Thursday, December 18, 2014

Kansas’ highways are worth the investment

By THE HUTCHINSON NEWS | 7/5/2013

The investment Kansas has made into its highway system is paying off.

A new report from the The Reason Foundation, a Los Angeles-based group, rates Kansas’ highway system as the second best in the United States for overall condition and cost-effectiveness.

Kansas ranked behind only North Dakota in the annual report on state road systems. In the previous two years, Kansas had ranked third nationally.

That is a clear reflection of the financial commitment the Sunflower State has put into its roads. The latest report was based on data reported to the federal government in 2009. The following year, Kansas started a 10-year, $8 billion transportation program, following up on programs in 1989 and 1999.

The report found that with 10,607 miles of highway under its control, Kansas was able to achieve high marks in a number of criteria while spending 24 percent less than the U.S. average in per-mile disbursements. Kansas spends about $109,000 a mile to maintain its highways, which ranked it in the top one-third of U.S. states.

Safe roads and highways are an oft-overlooked budget item. Kansas has made the financial commitment to maintain them. While other states have allowed their roads to deteriorate, our lawmakers consistently have invested the money necessary for upkeep. Meanwhile, state Transportation Secretary Mike King has devised a plan for making the state’s more dangerous roads safer.

It is a quality-of-life - and economic development - issue that never should be underestimated.

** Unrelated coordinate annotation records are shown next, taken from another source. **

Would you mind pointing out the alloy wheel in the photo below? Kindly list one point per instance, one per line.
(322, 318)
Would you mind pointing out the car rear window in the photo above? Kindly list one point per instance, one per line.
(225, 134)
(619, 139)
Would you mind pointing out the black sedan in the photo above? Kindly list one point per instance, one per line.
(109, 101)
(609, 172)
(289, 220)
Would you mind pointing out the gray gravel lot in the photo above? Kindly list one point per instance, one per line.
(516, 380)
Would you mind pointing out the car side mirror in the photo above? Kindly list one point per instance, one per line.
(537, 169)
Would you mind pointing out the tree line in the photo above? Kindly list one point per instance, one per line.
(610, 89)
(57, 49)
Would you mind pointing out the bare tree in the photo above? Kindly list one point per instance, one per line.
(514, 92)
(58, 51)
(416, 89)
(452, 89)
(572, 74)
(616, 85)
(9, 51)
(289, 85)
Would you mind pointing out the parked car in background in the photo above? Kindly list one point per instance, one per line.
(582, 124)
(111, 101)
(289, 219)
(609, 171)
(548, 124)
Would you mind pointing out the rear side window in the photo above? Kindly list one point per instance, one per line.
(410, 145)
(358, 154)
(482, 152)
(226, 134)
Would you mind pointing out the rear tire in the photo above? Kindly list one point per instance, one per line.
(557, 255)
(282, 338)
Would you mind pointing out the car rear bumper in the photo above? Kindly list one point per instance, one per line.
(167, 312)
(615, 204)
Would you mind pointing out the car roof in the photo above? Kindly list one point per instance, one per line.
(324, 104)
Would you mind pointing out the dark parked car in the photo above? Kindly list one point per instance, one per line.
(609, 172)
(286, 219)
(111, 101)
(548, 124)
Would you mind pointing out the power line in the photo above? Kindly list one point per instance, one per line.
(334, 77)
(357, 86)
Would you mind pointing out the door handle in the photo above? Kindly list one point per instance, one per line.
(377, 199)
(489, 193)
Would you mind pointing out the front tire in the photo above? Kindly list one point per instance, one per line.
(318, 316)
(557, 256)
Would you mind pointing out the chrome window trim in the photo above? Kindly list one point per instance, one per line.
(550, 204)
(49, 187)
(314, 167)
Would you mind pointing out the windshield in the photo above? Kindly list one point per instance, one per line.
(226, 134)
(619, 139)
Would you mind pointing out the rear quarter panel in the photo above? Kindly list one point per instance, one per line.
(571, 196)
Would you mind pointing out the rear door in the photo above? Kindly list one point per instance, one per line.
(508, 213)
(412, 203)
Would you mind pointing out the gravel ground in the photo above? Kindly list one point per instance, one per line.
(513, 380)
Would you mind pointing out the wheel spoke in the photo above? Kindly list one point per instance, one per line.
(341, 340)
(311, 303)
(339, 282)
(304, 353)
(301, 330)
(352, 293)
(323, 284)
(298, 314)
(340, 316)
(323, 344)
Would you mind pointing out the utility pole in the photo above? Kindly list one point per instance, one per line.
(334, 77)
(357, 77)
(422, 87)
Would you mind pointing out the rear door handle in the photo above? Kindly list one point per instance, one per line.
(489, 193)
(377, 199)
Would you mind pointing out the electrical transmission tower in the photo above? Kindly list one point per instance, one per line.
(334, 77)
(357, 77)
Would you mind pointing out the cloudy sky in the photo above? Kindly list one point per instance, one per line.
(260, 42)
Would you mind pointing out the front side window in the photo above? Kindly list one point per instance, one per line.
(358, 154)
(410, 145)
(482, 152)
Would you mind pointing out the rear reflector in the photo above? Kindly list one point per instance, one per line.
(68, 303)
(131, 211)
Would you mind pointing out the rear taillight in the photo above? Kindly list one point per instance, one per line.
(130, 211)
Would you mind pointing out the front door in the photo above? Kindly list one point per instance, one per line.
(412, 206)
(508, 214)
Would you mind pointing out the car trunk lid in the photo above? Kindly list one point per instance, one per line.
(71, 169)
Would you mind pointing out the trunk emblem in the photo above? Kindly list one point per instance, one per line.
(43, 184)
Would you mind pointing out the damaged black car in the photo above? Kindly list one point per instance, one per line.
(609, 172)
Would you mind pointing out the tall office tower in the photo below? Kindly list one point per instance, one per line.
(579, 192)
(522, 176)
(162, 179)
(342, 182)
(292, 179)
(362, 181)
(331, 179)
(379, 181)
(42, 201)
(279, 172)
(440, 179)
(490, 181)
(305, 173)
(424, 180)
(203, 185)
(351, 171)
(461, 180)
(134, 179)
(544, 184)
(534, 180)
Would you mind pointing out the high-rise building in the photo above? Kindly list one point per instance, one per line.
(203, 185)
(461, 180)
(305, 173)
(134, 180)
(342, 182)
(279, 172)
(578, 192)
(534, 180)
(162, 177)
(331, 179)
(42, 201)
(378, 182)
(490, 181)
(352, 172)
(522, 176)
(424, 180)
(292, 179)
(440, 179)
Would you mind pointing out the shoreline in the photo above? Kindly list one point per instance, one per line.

There are times when it appears some stretches of highway are constantly under construction and that the orange barrels have been out too long. Those stretches of road can cause traffic issues and driving inconveniences. They test our patience. However, the end result makes it worthwhile.

Keep in mind that Kansas’ climate limits the months our road crews can do their jobs and makes roads harder and more expensive to maintain.

That work is necessary. The Reason Foundation’s findings are proof of that.